Five Home Depot merchandise highlights

3/1/2020
The world’s largest home improvement finished strong in 2019, with a 5.3% U.S. comp-store-sales number for U.S. stores. Here are five keys to that fourth-quarter performance, as described by the company’s top merchant – Executive VP of Merchandising Ted Decker.

  • Appliances were running. With double-digit comps, the appliance department led the way in the fourth quarter. Other big ticket items sold well, too. Big-ticket comp transactions, or those over $1,000, which represent approximately 20% of U.S. sales, were up double-digits. Vinyl plank flooring, and installation services posted comps above the company average.

  • Deflation deflates. Lumber and copper prices turned south in the first nine months of the year. But in the fourth quarter, Decker used the phrase “neutral impact,” to describe the impact of commodity prices on sales.

  • No place like home. The company’s online-only home décor categories – called “HD Home” -- saw “significant growth,” he said. The retailer continues to build awareness for these assortments he describes as “high-quality” and “style-forward.”

  • Strength with pros. Items like pneumatics, concrete, hand tools and caulks – items that appeal to the pro and contractor customer – out sold the company average in the fourth quarter. (Meanwhile, CEO Craig Menear said the company’s B2B website designed specifically for the pro customer has onboarded more than one million pro customers.)

  • A slogan takes hold. Late last year, Home Depot replaced “More Doing. More Saving” with a new tag line: “How Doers Get More Done.” How’s it working? It’s still early, he said. But as an example of customer response to the new ad campaign, he pointed to double-digit growth in usage of mobile tools like product locator and image search. “We believe it is important to signal to our customers that The Home Depot is evolving, as their needs change,” Decker said.

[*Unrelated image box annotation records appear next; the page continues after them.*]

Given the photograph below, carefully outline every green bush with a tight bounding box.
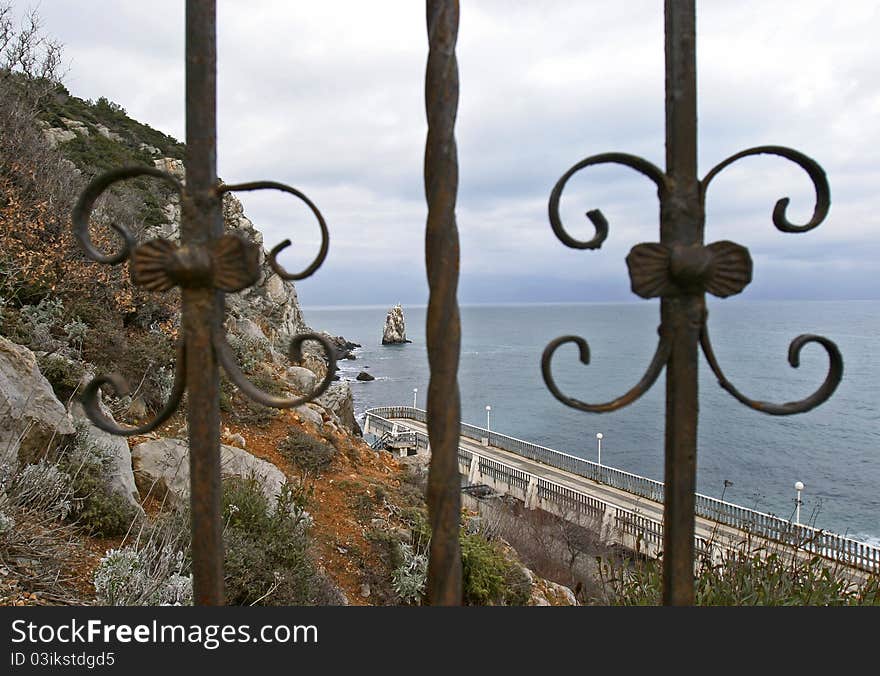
[37,352,86,401]
[60,451,138,537]
[600,545,880,606]
[223,478,339,606]
[278,427,336,475]
[461,532,531,606]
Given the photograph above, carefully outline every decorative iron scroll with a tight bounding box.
[72,167,336,436]
[541,146,843,415]
[541,0,843,605]
[541,146,843,415]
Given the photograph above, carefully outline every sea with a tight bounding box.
[304,299,880,545]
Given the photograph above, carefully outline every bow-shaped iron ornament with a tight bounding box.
[541,146,843,415]
[72,166,336,436]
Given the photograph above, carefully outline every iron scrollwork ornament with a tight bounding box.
[541,146,843,415]
[72,166,336,436]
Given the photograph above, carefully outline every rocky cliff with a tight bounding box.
[382,303,412,345]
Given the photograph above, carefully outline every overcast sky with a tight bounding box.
[17,0,880,306]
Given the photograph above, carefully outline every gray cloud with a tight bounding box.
[24,0,880,304]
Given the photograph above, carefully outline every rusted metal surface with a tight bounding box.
[541,0,843,605]
[425,0,461,605]
[72,0,336,605]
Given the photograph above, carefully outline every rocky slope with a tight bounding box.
[0,83,565,605]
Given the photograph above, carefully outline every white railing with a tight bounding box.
[365,406,880,572]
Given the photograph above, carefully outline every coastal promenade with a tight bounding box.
[364,406,880,573]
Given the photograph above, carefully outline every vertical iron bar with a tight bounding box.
[425,0,461,606]
[660,0,705,605]
[180,0,223,605]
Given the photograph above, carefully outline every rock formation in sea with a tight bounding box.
[382,303,412,345]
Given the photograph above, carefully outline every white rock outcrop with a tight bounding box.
[315,382,361,436]
[0,336,76,465]
[382,303,412,345]
[131,439,287,506]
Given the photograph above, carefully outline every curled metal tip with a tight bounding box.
[700,324,843,415]
[541,333,671,413]
[701,146,831,232]
[71,166,182,265]
[213,331,336,408]
[217,181,330,281]
[548,153,666,249]
[81,341,186,437]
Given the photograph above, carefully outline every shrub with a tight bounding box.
[278,427,336,475]
[59,421,138,537]
[93,547,193,606]
[70,461,137,537]
[37,352,86,401]
[391,543,428,605]
[600,547,880,606]
[93,502,192,606]
[223,477,339,605]
[3,459,72,520]
[461,532,531,605]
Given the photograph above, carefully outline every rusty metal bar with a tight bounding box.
[71,0,336,605]
[660,0,706,605]
[541,0,843,605]
[180,0,224,605]
[425,0,461,606]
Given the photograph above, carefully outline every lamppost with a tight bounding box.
[794,481,804,526]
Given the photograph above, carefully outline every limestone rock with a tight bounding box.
[95,124,124,145]
[138,143,162,155]
[61,117,91,136]
[0,336,75,465]
[523,568,579,606]
[70,401,144,515]
[293,404,324,429]
[43,127,76,148]
[315,382,362,436]
[285,366,318,394]
[131,439,287,505]
[382,303,412,345]
[149,157,311,348]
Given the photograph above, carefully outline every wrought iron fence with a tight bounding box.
[365,406,880,573]
[73,0,843,605]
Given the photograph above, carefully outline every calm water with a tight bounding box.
[305,301,880,543]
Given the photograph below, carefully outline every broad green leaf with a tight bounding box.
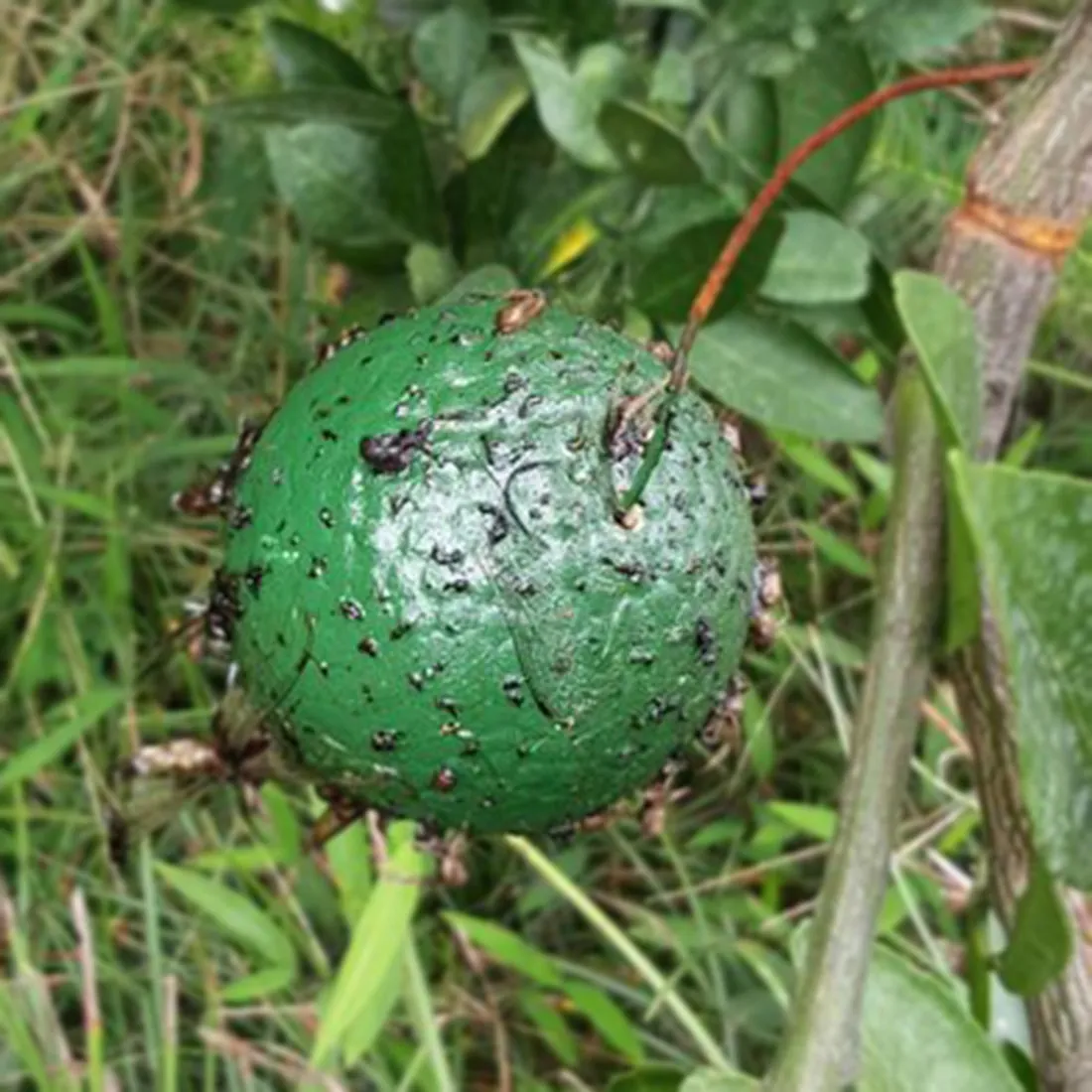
[607,1065,685,1092]
[206,87,402,135]
[997,854,1073,997]
[412,0,489,106]
[406,242,459,304]
[633,218,783,320]
[951,455,1092,890]
[776,37,876,208]
[456,67,531,160]
[444,913,561,989]
[690,312,884,444]
[312,823,427,1065]
[800,520,876,580]
[600,101,702,186]
[630,186,738,253]
[519,990,580,1066]
[856,947,1020,1092]
[761,208,872,304]
[892,270,982,652]
[648,46,697,107]
[155,862,296,969]
[565,982,644,1066]
[687,71,777,200]
[438,265,520,304]
[679,1069,761,1092]
[265,99,441,248]
[264,19,375,91]
[265,122,395,248]
[856,0,993,62]
[893,270,982,452]
[512,33,625,171]
[0,687,126,792]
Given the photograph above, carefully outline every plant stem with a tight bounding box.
[937,0,1092,1092]
[672,62,1035,391]
[767,361,943,1092]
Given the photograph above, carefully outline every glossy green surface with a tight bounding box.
[218,299,754,832]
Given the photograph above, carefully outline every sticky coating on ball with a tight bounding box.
[219,298,755,833]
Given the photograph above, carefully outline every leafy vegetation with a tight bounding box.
[0,0,1092,1092]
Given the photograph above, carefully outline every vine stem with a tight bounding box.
[670,61,1036,391]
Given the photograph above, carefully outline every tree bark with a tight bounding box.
[936,0,1092,1092]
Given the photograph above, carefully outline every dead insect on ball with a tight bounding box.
[493,288,546,335]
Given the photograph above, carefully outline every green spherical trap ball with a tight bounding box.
[220,298,755,832]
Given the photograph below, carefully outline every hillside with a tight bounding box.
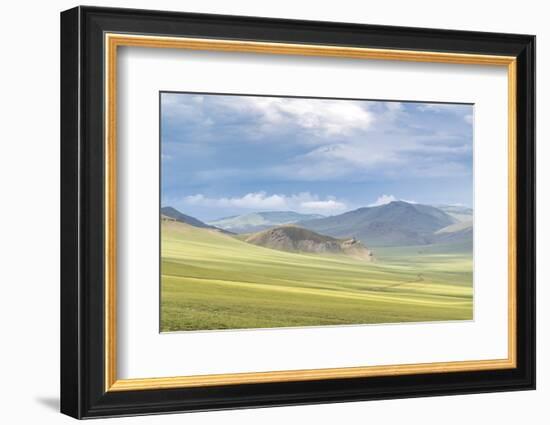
[434,205,474,222]
[245,225,372,261]
[208,211,323,233]
[299,201,457,247]
[160,207,231,233]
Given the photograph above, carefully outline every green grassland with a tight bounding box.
[161,222,473,332]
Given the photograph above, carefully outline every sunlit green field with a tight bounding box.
[161,222,473,332]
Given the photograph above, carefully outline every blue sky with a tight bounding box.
[161,93,473,221]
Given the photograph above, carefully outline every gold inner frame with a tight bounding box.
[104,33,517,391]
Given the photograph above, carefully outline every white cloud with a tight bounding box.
[368,194,418,207]
[183,192,347,214]
[369,194,399,207]
[243,97,373,136]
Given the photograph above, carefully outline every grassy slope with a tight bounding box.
[161,222,472,331]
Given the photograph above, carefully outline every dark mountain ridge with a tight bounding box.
[298,201,456,246]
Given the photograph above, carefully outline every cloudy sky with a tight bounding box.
[161,93,473,220]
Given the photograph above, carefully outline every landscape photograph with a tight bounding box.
[159,92,474,332]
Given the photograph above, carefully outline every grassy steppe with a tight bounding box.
[161,222,472,331]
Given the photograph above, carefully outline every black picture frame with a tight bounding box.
[61,7,535,418]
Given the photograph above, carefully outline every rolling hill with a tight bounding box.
[160,207,231,233]
[432,220,474,244]
[299,201,457,247]
[434,205,474,221]
[160,220,473,332]
[245,225,372,261]
[208,211,324,233]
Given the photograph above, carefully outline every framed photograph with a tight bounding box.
[61,7,535,418]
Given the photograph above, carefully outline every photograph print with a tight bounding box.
[160,92,474,332]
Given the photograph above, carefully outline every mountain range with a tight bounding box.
[208,211,324,233]
[298,201,472,247]
[245,224,372,261]
[160,207,232,233]
[161,201,473,250]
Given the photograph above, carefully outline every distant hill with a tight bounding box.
[160,207,231,233]
[245,225,372,261]
[432,220,474,244]
[299,201,458,247]
[208,211,324,233]
[434,205,474,222]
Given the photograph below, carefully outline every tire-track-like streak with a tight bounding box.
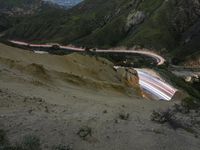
[136,69,177,101]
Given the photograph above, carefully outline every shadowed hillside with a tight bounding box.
[1,0,200,61]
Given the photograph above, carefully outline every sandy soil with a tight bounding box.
[0,44,200,150]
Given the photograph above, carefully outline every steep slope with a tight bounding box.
[43,0,82,8]
[2,0,200,62]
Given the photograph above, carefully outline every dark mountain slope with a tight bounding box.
[2,0,200,61]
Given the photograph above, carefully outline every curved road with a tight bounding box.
[10,40,177,101]
[9,40,165,65]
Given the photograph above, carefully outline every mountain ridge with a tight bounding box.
[1,0,200,61]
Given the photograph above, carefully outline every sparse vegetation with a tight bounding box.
[77,126,92,140]
[52,144,73,150]
[119,113,130,120]
[151,109,175,124]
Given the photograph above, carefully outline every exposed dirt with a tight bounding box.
[0,44,200,150]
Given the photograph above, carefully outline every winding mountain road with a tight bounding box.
[9,40,165,65]
[10,40,177,101]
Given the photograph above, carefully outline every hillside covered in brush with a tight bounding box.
[2,0,200,62]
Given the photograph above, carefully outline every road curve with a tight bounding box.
[10,40,177,101]
[9,40,165,65]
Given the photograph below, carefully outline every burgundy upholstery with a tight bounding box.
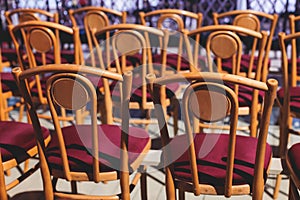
[277,87,300,112]
[153,53,190,71]
[0,121,50,163]
[47,125,150,172]
[222,54,271,73]
[0,72,18,93]
[169,133,272,185]
[287,143,300,179]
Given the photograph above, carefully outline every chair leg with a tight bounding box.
[289,177,300,200]
[71,181,78,194]
[141,167,148,200]
[178,189,185,200]
[19,104,25,122]
[24,160,29,173]
[0,155,7,200]
[172,98,180,136]
[273,174,282,199]
[165,168,176,199]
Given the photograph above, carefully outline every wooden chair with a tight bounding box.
[5,8,58,25]
[79,7,132,67]
[69,6,127,58]
[13,64,151,199]
[286,143,300,200]
[1,8,58,121]
[88,24,179,132]
[0,121,50,200]
[278,15,300,158]
[184,25,267,137]
[213,10,278,80]
[147,72,277,199]
[8,21,83,121]
[139,9,202,72]
[275,28,300,197]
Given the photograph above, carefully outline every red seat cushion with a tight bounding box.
[47,125,150,172]
[277,87,300,112]
[153,53,190,71]
[169,133,272,185]
[111,76,180,102]
[0,72,19,93]
[287,143,300,179]
[288,58,300,74]
[0,121,50,163]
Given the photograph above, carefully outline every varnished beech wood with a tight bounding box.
[213,10,278,81]
[147,72,278,199]
[92,24,176,131]
[183,25,267,137]
[13,64,151,200]
[8,21,83,122]
[0,8,58,121]
[5,8,59,25]
[139,9,203,72]
[0,124,51,200]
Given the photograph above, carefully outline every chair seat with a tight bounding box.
[0,121,50,163]
[47,125,151,172]
[170,133,272,186]
[287,143,300,179]
[153,53,190,71]
[277,87,300,112]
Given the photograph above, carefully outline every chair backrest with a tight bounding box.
[92,24,168,73]
[69,6,127,48]
[8,21,82,104]
[5,8,59,25]
[92,24,167,123]
[184,25,267,80]
[147,72,277,197]
[139,9,202,72]
[13,64,132,197]
[213,10,278,80]
[8,21,82,69]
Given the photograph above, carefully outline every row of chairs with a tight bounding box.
[0,6,300,200]
[1,64,277,199]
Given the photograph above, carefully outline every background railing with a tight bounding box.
[0,0,300,50]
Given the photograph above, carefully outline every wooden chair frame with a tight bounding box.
[139,9,202,72]
[92,24,177,130]
[183,25,267,137]
[213,10,278,81]
[13,64,150,199]
[147,72,278,199]
[8,21,83,121]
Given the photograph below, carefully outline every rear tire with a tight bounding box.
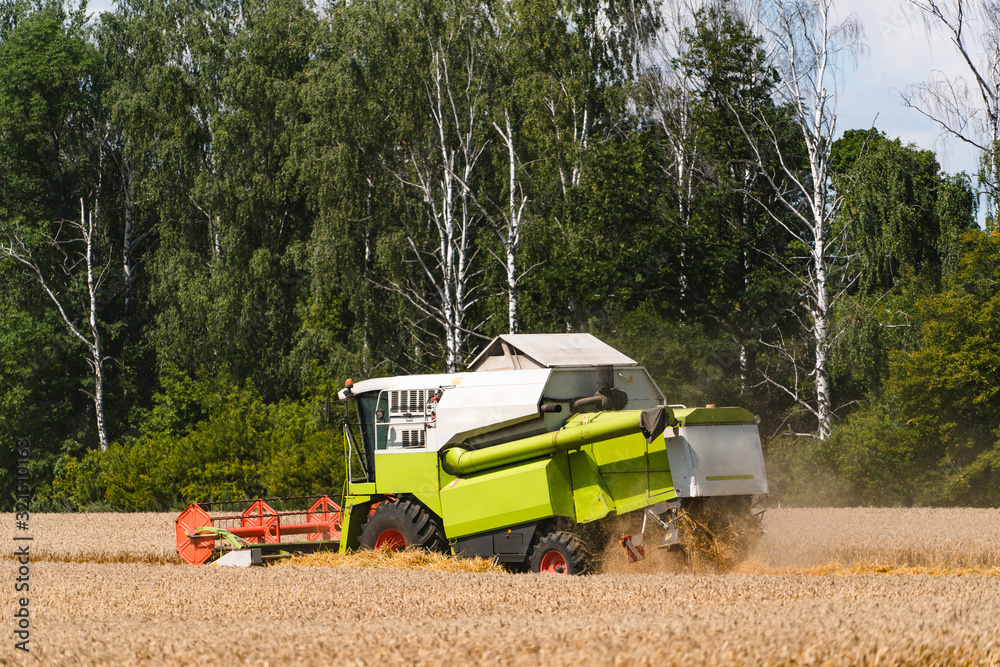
[531,531,590,574]
[360,500,448,551]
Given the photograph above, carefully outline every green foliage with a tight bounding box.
[832,130,975,292]
[46,369,344,511]
[772,230,1000,506]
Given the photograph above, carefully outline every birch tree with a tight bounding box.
[736,0,864,439]
[0,199,111,450]
[389,5,488,372]
[902,0,1000,223]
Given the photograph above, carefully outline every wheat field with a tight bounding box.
[0,509,1000,665]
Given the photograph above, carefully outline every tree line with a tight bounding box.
[0,0,1000,509]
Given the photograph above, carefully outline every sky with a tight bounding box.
[88,0,978,180]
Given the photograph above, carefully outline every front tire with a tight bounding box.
[531,531,590,574]
[360,500,448,551]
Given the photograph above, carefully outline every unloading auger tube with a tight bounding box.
[441,407,678,476]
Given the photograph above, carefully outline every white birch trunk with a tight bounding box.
[0,199,110,450]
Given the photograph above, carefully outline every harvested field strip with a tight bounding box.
[0,551,184,565]
[274,549,504,573]
[0,508,1000,574]
[0,563,1000,667]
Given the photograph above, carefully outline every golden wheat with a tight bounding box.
[0,561,1000,666]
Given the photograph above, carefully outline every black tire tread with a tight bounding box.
[360,499,448,551]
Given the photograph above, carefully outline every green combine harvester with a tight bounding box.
[339,334,768,574]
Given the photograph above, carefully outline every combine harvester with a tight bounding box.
[177,334,768,574]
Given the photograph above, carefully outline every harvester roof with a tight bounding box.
[470,334,636,371]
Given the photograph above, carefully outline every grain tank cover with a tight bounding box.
[470,334,637,371]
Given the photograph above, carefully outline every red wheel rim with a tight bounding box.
[375,528,406,551]
[538,549,569,574]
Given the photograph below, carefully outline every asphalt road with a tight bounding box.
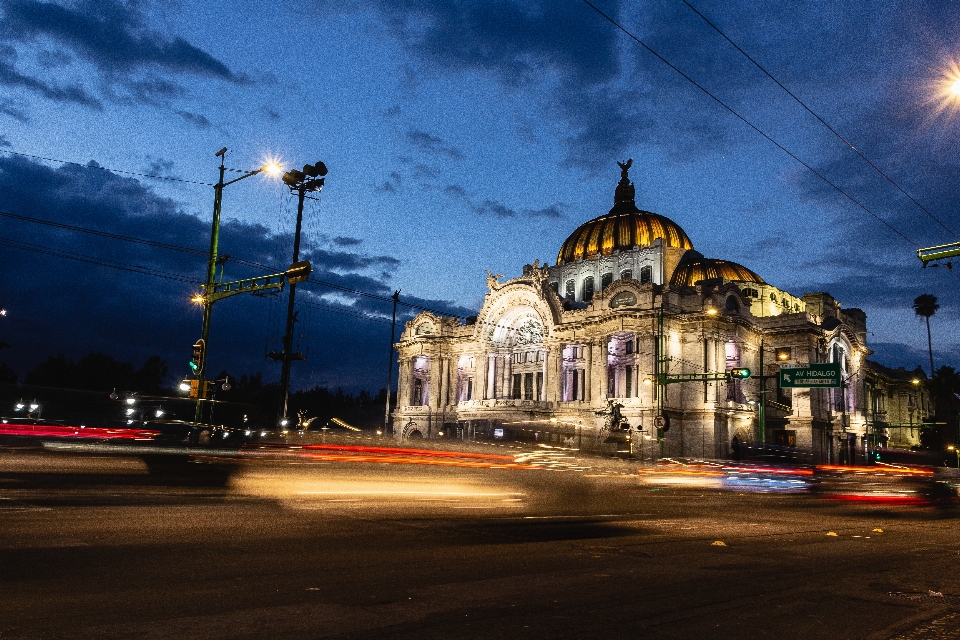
[0,451,960,640]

Looking ahead to 2020, Decker emphasized the retail power of cordless products. The retailer will reset its outdoor power equipment bays in the first half of the year, as more customers embrace cordless. Environmental friendliness is one selling point of cordless OPE. Another is advances in power and runtime. Borrowing from its power tool department, Home Depot is resetting its OPE assortment by brand.

“Through this new presentation, customers can clearly see and easily shop the value proposition that these cordless platforms bring,” Decker said.